The United States intensified its economic pressure on China’s Xinjiang province on Friday, imposing sanctions on a powerful Chinese company and two officials for what it said were human rights abuses against Uighurs and other ethnic minorities.
The move, the latest blow to U.S.-China relations, came a week after U.S. President Donald Trump closed the Chinese consulate in Houston, prompting Beijing to shutter the U.S. consulate in Chengdu.
The U.S. Treasury Department said in a statement it blacklisted the Xinjiang Production and Construction Corps, also known as XPCC, along with Sun Jinlong, former party secretary of XPCC, and Peng Jiarui, XPCC’s deputy party secretary and commander, over accusations they are connected to serious human rights abuse against ethnic minorities in Xinjiang.
Chinese and U.S. flags flutter before a trade meeting in Shanghai, China. Image credit REUTERS/Aly Song/File Photo
“The Chinese Communist Party’s human rights abuses in Xinjiang, China against Uyghurs and other Muslim minorities rank as the stain of the century,” U.S. Secretary of State Mike Pompeo said in a statement.
China denies mistreatment of the minority group and says the camps holding many Uighurs provide vocational training and are needed to fight extremism.
Washington’s action freezes any U.S. assets of the company and officials; generally prohibits Americans from dealing with them; and bars Sun Jinlong and Peng Jiarui from travelling to the United States.
A senior administration official, speaking on condition of anonymity, described the company as “a secretive, paramilitary organization that performs a variety of functions under the direct control” of the Chinese Communist Party (CCP).
“They are directly involved in the implementation of the CCP’s comprehensive surveillance, detention and indoctrination ... which we all know targets the Uighurs and members of other ethnic minority members in Xinjiang,” the official said.
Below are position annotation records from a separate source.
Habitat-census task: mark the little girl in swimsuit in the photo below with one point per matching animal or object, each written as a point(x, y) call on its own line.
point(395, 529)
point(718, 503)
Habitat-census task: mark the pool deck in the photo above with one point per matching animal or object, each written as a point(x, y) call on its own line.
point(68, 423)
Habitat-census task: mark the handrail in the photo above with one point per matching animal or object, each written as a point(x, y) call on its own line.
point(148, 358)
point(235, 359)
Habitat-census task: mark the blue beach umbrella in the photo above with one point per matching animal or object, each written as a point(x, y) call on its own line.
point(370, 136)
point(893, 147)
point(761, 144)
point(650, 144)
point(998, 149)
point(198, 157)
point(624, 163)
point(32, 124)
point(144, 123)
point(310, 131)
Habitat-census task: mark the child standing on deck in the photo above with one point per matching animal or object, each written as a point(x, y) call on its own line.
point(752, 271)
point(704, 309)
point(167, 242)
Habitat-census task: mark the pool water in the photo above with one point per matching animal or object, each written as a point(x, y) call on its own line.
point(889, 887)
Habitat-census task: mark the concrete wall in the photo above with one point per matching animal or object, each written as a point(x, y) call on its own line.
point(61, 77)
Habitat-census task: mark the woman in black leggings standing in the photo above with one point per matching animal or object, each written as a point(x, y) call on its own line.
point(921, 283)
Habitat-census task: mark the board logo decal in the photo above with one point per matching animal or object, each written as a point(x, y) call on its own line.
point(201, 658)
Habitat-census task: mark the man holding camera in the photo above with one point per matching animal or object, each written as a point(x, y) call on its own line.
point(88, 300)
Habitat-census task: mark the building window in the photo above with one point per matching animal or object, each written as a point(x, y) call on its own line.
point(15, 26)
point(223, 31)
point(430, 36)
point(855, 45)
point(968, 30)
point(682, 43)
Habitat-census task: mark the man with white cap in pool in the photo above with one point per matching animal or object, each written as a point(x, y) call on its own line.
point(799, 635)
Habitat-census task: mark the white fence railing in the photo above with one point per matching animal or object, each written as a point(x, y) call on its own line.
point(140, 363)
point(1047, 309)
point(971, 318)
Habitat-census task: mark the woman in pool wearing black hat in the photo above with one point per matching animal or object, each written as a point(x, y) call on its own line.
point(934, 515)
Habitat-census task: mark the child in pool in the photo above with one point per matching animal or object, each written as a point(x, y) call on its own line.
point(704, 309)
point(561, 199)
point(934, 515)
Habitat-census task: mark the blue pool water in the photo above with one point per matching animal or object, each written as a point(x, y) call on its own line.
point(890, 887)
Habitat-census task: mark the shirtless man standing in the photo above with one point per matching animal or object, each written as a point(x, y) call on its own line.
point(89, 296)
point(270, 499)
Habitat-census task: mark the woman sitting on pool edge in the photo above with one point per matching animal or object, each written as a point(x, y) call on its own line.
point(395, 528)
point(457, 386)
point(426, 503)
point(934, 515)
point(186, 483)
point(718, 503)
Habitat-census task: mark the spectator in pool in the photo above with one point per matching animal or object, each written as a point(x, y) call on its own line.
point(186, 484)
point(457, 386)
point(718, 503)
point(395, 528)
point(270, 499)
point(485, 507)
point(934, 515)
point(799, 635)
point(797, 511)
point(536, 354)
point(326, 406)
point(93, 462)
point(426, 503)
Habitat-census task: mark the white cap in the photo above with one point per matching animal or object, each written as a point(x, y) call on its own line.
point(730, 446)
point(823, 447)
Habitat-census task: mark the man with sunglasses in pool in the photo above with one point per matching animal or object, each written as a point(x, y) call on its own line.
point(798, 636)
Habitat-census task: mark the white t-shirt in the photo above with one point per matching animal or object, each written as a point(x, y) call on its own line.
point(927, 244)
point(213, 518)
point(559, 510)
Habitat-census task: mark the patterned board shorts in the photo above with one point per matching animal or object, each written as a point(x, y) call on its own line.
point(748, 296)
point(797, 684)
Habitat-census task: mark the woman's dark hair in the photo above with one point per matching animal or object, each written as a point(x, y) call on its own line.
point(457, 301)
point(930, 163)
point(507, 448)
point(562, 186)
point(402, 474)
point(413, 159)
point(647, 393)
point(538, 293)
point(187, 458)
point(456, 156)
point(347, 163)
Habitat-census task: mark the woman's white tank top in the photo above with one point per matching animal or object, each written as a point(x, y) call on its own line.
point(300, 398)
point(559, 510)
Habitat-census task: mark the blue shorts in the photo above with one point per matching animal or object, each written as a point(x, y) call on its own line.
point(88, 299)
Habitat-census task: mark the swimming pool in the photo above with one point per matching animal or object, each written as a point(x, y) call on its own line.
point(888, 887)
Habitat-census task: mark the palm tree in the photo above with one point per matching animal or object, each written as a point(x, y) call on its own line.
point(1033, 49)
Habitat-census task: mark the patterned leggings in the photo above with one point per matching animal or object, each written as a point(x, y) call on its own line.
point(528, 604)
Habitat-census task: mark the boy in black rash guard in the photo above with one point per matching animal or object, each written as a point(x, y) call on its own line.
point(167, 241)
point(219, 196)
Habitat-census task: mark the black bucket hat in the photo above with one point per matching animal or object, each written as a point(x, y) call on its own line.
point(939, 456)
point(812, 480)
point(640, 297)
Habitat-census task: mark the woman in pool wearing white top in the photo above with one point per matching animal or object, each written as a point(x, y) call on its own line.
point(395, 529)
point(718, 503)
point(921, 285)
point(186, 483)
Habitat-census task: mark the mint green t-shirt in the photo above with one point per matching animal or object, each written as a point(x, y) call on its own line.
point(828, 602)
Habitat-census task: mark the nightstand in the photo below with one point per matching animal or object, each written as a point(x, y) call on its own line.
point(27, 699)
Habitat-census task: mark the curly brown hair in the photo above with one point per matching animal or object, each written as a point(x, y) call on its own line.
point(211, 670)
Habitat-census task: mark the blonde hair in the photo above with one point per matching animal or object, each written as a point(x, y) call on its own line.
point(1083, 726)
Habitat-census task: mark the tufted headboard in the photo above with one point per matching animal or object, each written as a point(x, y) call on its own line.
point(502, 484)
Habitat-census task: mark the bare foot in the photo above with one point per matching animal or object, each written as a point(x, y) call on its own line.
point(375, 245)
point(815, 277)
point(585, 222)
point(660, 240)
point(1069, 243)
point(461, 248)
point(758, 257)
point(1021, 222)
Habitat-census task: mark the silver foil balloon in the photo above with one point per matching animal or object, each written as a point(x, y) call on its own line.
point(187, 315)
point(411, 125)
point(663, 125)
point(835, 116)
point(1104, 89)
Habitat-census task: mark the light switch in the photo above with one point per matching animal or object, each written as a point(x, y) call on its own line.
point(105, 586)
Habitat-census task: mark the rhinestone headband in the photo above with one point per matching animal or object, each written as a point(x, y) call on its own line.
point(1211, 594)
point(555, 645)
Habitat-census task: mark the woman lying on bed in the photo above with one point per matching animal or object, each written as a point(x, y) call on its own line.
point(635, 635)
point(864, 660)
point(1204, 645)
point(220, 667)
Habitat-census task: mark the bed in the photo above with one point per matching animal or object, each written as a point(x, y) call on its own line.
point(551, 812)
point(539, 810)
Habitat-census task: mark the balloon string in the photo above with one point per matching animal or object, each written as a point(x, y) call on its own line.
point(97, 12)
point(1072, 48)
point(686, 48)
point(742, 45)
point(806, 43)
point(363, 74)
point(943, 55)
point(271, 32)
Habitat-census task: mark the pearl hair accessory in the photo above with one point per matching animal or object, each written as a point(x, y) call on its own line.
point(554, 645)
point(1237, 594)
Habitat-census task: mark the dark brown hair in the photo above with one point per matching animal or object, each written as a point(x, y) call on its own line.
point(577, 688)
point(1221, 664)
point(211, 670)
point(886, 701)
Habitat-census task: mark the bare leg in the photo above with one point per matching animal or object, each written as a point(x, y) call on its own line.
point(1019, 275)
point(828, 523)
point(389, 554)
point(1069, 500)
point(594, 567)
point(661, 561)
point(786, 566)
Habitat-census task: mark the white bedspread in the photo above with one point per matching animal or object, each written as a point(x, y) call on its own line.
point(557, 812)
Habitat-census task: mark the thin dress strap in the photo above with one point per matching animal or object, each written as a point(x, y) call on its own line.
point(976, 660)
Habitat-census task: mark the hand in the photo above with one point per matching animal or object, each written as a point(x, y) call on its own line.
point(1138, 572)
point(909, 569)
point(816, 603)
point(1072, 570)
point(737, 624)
An ethnic Uighur woman hugs her son as she stands outside her house with her daughter and neighbors at an old residential area of Kashgar, Xinjiang Uighur Autonomous Region. Image Credit: Rooney Chen/Reuters
The Treasury also issued a license, authorizing certain wind-down and divestment transactions and activities related to blocked XPCC subsidiaries until September 30.
Washington recently imposed sanctions on the autonomous region of Xinjiang’s Communist Party Secretary Chen Quanguo, the highest-ranking Chinese official to be targeted, blacklisting the member of China’s powerful Politburo and current first party secretary of the XPCC, as well as other officials and the Xinjiang Public Security Bureau.
Peter Harrell, a former official and sanctions expert at the Center for a New American Security, said that from an economic perspective, Friday’s action was a “substantial escalation” of U.S. pressure and sends a warning to companies engaged in activity in China.
“The Trump administration finally took meaningful sanctions ... action on Xinjiang, as opposed to ones that were primarily symbolic,” Harrell said.
XPCC is a quasi-military group created in 1954. It was initially made up of demobilized soldiers who spent time in military training while developing farms on the region’s arid land.
Civilian members from eastern China later joined the corps, which now numbers 3.11 million people or more than 12% of the region’s population. It is almost entirely made up of Han Chinese in a region that is home to the Muslim Uighur people.